In this guide, you will learn how to count missing values per column, per row, and across the entire DataFrame, calculate missing percentages, and build comprehensive data quality reports.

Counting Missing Values per Column

The most common data quality check is counting how many NaN values exist in each column. This tells you immediately which columns need attention:

import pandas as pd
import numpy as np

df = pd.DataFrame({
'A': [1, np.nan, 3, np.nan],
'B': [np.nan, 2, 3, 4],
'C': [1, 2, 3, 4]
})

print(df.isna().sum())

Output:

A    2
B 1
C 0
dtype: int64

The .isna() method returns a DataFrame of boolean values (True where data is missing), and .sum() counts the True values in each column. Column A has 2 missing values, column B has 1, and column C is complete.

Counting Missing Values per Row

To find which individual records are incomplete, sum across columns with axis=1:

import pandas as pd
import numpy as np

df = pd.DataFrame({
'A': [1, np.nan, 3],
'B': [np.nan, np.nan, 6],
'C': [7, 8, 9]
})

row_nulls = df.isna().sum(axis=1)

print(row_nulls)

Output:

0    1
1 2
2 0
dtype: int64

Row 0 is missing 1 value, row 1 is missing 2 values, and row 2 is complete. This is useful for identifying records that are too incomplete to be usable.

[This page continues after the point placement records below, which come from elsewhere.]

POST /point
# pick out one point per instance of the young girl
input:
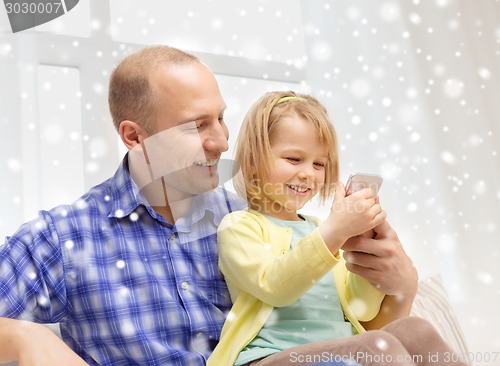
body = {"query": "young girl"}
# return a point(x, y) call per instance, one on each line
point(293, 298)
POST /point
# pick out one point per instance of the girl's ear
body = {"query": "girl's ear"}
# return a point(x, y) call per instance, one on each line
point(131, 133)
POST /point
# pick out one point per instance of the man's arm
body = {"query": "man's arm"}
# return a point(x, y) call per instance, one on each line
point(33, 344)
point(384, 263)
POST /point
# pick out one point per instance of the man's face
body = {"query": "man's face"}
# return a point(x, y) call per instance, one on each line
point(191, 133)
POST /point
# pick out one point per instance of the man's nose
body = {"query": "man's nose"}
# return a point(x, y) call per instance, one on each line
point(216, 138)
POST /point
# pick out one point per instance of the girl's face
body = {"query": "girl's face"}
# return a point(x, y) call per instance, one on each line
point(298, 172)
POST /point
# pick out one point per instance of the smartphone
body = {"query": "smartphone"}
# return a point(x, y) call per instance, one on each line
point(359, 181)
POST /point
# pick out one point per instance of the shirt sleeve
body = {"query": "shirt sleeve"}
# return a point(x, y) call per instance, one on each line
point(32, 281)
point(266, 268)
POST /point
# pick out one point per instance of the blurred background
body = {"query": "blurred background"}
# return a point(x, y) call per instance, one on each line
point(413, 88)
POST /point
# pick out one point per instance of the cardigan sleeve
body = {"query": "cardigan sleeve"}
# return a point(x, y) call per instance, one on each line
point(263, 266)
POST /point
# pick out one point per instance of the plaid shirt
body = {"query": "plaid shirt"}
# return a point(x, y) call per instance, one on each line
point(126, 286)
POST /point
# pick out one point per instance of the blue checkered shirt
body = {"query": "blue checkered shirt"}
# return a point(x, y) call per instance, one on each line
point(125, 285)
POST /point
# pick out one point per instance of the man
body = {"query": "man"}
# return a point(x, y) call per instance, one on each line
point(130, 269)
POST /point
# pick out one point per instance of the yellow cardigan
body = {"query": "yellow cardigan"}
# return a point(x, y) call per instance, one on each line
point(262, 273)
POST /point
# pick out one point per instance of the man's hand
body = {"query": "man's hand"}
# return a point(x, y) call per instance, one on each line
point(34, 345)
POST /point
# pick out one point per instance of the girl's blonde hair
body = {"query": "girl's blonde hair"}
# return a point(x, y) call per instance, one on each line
point(253, 148)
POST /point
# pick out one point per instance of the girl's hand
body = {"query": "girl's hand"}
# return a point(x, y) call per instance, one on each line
point(350, 216)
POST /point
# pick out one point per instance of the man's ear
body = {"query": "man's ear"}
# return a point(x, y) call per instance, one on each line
point(131, 133)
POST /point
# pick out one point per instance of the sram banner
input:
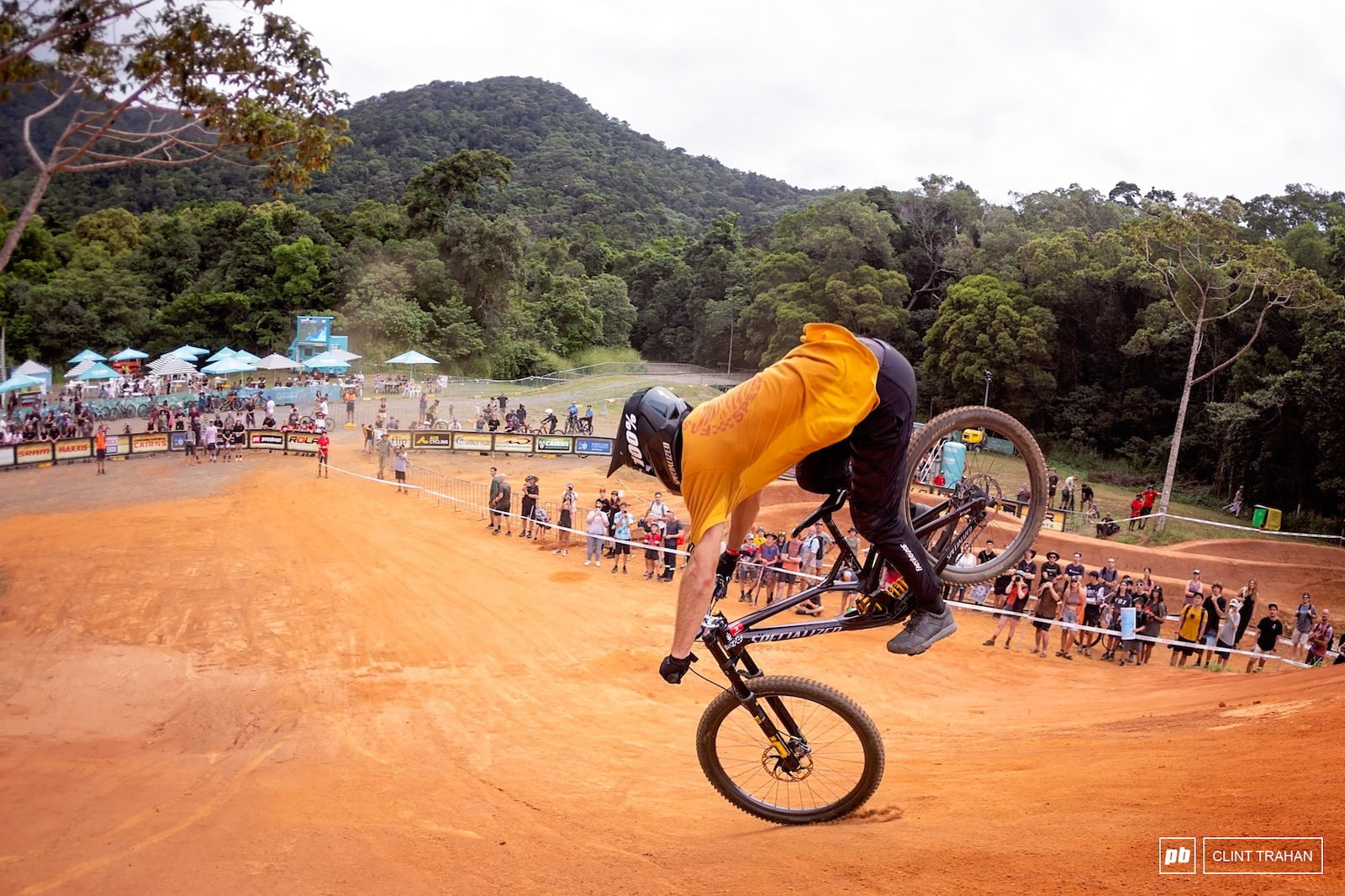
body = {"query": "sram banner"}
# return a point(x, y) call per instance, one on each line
point(37, 452)
point(266, 439)
point(514, 443)
point(74, 448)
point(304, 443)
point(471, 441)
point(148, 441)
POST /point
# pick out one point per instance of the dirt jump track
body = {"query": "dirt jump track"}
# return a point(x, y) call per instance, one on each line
point(277, 685)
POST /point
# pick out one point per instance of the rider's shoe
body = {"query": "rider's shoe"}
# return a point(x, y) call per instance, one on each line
point(923, 630)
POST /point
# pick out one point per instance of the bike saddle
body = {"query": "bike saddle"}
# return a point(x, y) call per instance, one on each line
point(834, 502)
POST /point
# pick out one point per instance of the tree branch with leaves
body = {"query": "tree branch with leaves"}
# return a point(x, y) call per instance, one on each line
point(1214, 277)
point(163, 84)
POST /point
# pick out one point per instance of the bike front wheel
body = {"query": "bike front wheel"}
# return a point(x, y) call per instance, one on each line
point(988, 461)
point(838, 750)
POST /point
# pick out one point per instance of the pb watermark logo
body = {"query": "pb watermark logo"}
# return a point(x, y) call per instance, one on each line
point(1176, 855)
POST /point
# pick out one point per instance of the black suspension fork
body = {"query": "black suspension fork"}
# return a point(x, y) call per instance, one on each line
point(728, 661)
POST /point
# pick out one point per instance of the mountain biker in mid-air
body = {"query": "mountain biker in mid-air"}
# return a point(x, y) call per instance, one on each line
point(841, 408)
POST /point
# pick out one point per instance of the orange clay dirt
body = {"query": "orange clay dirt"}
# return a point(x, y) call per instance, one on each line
point(266, 683)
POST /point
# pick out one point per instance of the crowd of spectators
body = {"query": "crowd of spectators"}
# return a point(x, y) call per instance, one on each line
point(1208, 623)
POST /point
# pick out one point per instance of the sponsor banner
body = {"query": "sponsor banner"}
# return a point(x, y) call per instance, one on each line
point(555, 444)
point(302, 441)
point(266, 439)
point(35, 452)
point(147, 441)
point(592, 445)
point(432, 439)
point(513, 443)
point(472, 440)
point(73, 448)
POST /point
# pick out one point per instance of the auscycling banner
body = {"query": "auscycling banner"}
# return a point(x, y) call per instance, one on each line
point(472, 440)
point(432, 439)
point(592, 445)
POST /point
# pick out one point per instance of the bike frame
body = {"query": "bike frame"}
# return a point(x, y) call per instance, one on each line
point(728, 642)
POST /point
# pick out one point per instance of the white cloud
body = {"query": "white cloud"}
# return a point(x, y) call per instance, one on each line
point(1214, 98)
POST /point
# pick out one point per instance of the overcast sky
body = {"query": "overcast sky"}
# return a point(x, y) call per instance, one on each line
point(1210, 98)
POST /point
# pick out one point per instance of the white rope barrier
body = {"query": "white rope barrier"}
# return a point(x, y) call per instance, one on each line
point(1116, 633)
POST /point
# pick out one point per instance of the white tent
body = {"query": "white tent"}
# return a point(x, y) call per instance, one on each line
point(171, 366)
point(276, 362)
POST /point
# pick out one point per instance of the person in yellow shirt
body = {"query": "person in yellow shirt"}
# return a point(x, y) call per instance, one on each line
point(837, 407)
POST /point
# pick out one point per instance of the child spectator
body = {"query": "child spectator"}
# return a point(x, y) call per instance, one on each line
point(1268, 640)
point(652, 544)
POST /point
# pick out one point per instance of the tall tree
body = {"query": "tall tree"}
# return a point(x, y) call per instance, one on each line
point(161, 84)
point(1212, 276)
point(457, 178)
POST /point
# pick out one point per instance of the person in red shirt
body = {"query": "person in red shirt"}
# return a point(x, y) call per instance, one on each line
point(1149, 495)
point(100, 447)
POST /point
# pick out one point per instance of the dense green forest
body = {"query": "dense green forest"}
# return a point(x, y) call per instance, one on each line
point(504, 226)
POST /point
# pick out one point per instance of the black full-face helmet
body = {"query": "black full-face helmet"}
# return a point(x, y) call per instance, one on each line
point(650, 436)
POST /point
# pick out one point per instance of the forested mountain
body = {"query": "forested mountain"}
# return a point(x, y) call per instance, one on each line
point(506, 228)
point(573, 166)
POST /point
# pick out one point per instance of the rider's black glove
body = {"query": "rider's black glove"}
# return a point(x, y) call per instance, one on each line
point(672, 669)
point(724, 573)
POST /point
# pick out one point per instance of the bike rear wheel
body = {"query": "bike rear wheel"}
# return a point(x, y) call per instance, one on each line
point(988, 458)
point(841, 751)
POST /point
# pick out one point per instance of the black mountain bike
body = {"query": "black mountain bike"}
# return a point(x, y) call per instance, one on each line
point(795, 751)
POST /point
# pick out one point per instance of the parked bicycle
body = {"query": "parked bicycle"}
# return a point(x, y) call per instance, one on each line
point(795, 751)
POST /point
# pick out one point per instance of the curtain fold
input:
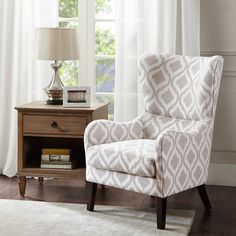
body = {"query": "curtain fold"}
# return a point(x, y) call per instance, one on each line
point(162, 26)
point(21, 76)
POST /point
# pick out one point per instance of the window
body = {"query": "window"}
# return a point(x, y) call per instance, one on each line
point(96, 22)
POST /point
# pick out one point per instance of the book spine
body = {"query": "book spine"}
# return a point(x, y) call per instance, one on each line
point(57, 162)
point(52, 166)
point(55, 157)
point(48, 151)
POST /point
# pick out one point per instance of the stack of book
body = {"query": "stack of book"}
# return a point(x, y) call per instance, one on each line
point(56, 158)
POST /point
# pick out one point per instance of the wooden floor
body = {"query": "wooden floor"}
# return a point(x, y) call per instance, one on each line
point(221, 220)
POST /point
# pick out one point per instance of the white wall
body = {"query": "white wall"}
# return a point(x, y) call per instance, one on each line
point(218, 36)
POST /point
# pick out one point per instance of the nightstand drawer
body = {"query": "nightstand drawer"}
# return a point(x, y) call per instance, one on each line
point(58, 125)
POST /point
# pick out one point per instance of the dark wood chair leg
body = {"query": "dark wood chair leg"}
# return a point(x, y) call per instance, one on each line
point(22, 185)
point(204, 197)
point(40, 179)
point(91, 195)
point(161, 212)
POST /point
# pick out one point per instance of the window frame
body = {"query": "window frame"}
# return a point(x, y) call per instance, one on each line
point(87, 64)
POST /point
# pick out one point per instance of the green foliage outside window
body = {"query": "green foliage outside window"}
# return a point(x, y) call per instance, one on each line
point(68, 8)
point(105, 45)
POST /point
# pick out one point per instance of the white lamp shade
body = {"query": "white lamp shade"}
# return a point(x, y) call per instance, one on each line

Adding the Count as a Column

You can attach the missing count directly to the DataFrame for filtering or sorting:

import pandas as pd
import numpy as np

df = pd.DataFrame({
'A': [1, np.nan, 3],
'B': [np.nan, np.nan, 6],
'C': [7, 8, 9]
})


df['Missing_Count'] = df.isna().sum(axis=1)

# Find rows with the most missing values
print(df.sort_values('Missing_Count', ascending=False))

Output;

     A    B  C  Missing_Count
1 NaN NaN 8 2
0 1.0 NaN 7 1
2 3.0 6.0 9 0

Total Missing Count Across the Entire DataFrame

For a single number representing all missing values in the DataFrame, chain two .sum() calls:

import pandas as pd
import numpy as np

df = pd.DataFrame({
'A': [1, np.nan, 3],
'B': [np.nan, np.nan, 6]
})

total_nulls = df.isna().sum().sum()

print(f"Total missing: {total_nulls}")

Output:

Total missing: 3

The first .sum() counts per column, and the second .sum() adds those column counts together.

Calculating Missing Percentages

Raw counts are helpful, but percentages give a better sense of severity, especially when columns have different lengths or when comparing across datasets:

import pandas as pd
import numpy as np

df = pd.DataFrame({
'A': [1, np.nan, np.nan, 4],
'B': [np.nan, 2, 3, 4],
'C': [1, 2, 3, 4]
})

pct_missing = (df.isna().sum() / len(df)) * 100

print(pct_missing.round(1))

Output:

A    50.0
B 25.0
C 0.0
dtype: float64

A column with 50% missing data requires a very different handling strategy than one with 25%.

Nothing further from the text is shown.